The 4th graders finished up their clay unit by painting their Greek coins and placing them in their glazed plates. Coins were made using our leftover clay and stamped with clay stampers. After being fired, we dunked them in watered down tempera paint and lightly sponged them with Chromatemp metallic paints. Beautiful!
I told students my favorite #smile from last year was special because someone had left a thumbprint in it by accident, and it was perfect for rubbing like a worry stone. After that, several students purposely put a thumbprint on the back of theirs so more people could use theirs as worry stones. Very thoughtful and sweet! #SmilePassItOn #monalisaandmore
Used my wooden clay forms for the first time with 4th grade artists. We looked at Ancient Greek/Roman ceramic plates for inspiration. Students also made ancient coins to go with their plates which we will be painting next week using a different technique. The glazed plates are looking beautiful!

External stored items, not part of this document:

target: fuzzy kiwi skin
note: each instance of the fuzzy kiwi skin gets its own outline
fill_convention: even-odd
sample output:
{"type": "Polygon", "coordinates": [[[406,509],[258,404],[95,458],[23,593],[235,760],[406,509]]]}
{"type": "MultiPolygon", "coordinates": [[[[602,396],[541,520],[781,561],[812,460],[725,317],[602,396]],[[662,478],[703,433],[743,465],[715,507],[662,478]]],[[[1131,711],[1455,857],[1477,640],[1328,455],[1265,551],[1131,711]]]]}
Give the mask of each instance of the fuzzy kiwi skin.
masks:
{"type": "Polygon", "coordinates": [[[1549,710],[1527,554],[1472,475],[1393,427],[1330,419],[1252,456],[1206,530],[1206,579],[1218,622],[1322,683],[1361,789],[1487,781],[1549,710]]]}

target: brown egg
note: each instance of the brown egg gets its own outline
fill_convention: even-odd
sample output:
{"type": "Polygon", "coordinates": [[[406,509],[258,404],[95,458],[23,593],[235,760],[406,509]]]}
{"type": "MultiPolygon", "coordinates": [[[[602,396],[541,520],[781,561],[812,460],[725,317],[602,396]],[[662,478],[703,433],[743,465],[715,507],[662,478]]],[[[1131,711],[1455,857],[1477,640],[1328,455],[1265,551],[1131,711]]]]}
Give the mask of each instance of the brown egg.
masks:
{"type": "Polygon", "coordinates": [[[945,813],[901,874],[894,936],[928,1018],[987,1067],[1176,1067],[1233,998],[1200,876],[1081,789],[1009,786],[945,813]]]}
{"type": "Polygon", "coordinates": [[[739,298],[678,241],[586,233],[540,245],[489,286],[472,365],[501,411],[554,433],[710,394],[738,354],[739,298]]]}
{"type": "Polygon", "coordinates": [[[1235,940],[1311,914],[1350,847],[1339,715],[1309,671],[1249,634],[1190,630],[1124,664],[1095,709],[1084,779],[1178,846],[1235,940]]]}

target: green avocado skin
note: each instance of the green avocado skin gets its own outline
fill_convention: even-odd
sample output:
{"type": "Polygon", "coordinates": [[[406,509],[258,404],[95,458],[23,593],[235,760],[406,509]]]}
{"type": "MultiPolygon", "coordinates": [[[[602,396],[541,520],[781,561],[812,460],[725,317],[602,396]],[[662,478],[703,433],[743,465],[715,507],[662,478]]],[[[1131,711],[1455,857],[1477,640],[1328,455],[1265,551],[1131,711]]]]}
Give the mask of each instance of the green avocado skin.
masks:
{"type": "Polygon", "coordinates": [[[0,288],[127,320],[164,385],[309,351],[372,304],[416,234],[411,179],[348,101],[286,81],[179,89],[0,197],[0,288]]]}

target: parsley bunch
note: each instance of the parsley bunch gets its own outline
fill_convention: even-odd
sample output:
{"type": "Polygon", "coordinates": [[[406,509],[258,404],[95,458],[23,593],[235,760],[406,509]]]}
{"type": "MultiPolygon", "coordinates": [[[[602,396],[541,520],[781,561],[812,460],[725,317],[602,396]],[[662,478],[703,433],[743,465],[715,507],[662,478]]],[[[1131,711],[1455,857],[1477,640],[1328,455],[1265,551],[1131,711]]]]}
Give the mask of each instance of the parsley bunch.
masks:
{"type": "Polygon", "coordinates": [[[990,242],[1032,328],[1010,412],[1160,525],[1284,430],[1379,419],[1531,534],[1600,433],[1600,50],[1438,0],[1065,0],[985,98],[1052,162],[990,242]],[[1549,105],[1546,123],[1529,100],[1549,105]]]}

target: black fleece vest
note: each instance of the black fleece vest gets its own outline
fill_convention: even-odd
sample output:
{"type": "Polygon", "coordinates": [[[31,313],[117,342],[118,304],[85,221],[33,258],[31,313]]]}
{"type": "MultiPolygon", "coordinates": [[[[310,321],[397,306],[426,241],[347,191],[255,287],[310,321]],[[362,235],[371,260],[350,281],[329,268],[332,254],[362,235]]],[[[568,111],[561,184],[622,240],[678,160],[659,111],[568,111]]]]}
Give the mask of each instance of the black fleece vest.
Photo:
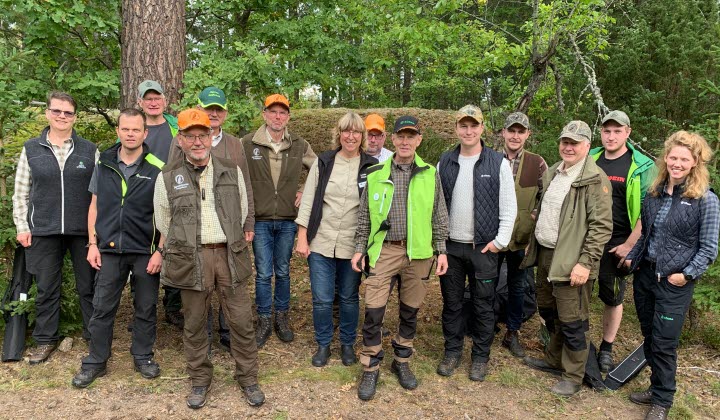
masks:
{"type": "Polygon", "coordinates": [[[88,192],[95,169],[97,146],[72,132],[73,148],[60,171],[55,153],[47,142],[49,127],[39,137],[25,142],[32,173],[28,224],[35,236],[87,236],[88,192]]]}
{"type": "MultiPolygon", "coordinates": [[[[448,213],[452,206],[455,181],[460,172],[458,163],[460,146],[440,156],[440,181],[442,182],[448,213]]],[[[473,211],[475,245],[486,244],[497,236],[500,228],[500,164],[503,155],[483,143],[480,158],[473,169],[473,211]]]]}

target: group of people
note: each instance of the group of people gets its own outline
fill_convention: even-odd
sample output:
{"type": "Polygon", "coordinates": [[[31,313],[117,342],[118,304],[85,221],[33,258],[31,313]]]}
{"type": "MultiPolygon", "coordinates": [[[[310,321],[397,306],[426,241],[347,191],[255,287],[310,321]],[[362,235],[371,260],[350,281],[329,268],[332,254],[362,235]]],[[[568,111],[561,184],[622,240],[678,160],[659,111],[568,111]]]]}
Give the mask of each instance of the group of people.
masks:
{"type": "Polygon", "coordinates": [[[284,342],[294,339],[288,315],[294,246],[310,272],[313,366],[328,363],[336,325],[342,363],[357,363],[363,282],[358,397],[370,400],[376,392],[393,290],[399,327],[390,371],[403,388],[415,389],[409,361],[434,273],[443,299],[444,356],[437,373],[453,375],[469,335],[468,375],[483,381],[504,261],[509,292],[502,345],[528,366],[560,375],[551,391],[561,396],[577,393],[582,383],[596,281],[605,305],[598,362],[604,372],[613,369],[625,279],[634,272],[652,376],[650,388],[630,399],[651,405],[649,418],[667,416],[693,286],[717,257],[720,209],[709,189],[712,152],[701,136],[672,134],[653,162],[630,143],[627,114],[612,111],[599,127],[602,146],[592,150],[591,128],[568,123],[558,137],[561,161],[548,168],[526,150],[532,133],[527,115],[507,116],[504,147],[495,151],[482,140],[482,111],[467,105],[455,114],[457,146],[433,166],[416,153],[422,129],[409,115],[394,121],[394,152],[384,147],[388,133],[380,115],[363,119],[348,112],[333,129],[331,149],[316,156],[288,131],[290,103],[280,94],[266,98],[265,123],[242,139],[222,129],[227,98],[216,87],[175,118],[165,113],[161,85],[148,80],[138,87],[138,105],[141,110],[120,112],[118,142],[99,152],[73,129],[73,98],[53,92],[45,111],[49,127],[23,147],[13,216],[38,285],[31,364],[57,347],[61,269],[69,250],[89,347],[73,386],[106,374],[115,314],[130,279],[130,352],[142,377],[160,374],[153,347],[162,284],[166,320],[183,330],[187,404],[205,404],[216,292],[220,345],[235,360],[247,402],[260,405],[265,396],[257,349],[273,329],[284,342]],[[303,169],[308,175],[301,185],[303,169]],[[250,245],[255,317],[247,289],[250,245]],[[526,356],[518,334],[530,267],[537,267],[538,313],[550,332],[544,358],[526,356]],[[469,315],[463,314],[466,288],[469,315]]]}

More 5th grade clay projects! Love!
This clay project was inspired by Ancient Greek/Roman terra-cotta toys that I came across while researching ideas for this unit. They are turning out beautifully! Those that made legs will attach them next week, and they will be moveable!
So much work goes into making these little smiles, but I’m nearly at the end…and a complete pro at stilting these things in the kiln! It takes me around an hour and a half to unload and reload the kiln! They look great!
Kindergarten did these beautiful and bright mosaic paintings to bring some cheer to the hallways!
I have a 1st grade class that is ahead of the others, so they got a bonus make n take, one-day monster project! They took two colors of modeling clay to swirl together to make the head of their monster. Then, they added googly eyes, Twisteez wire, and some beads to create a face. Next, they drew on a body and traced in marker, then colored with crayon. They had a blast!
The K students created a mosaic in their column before decorating the top and the bottom with model magic to give it the look of a Greek ionic column. Colorful!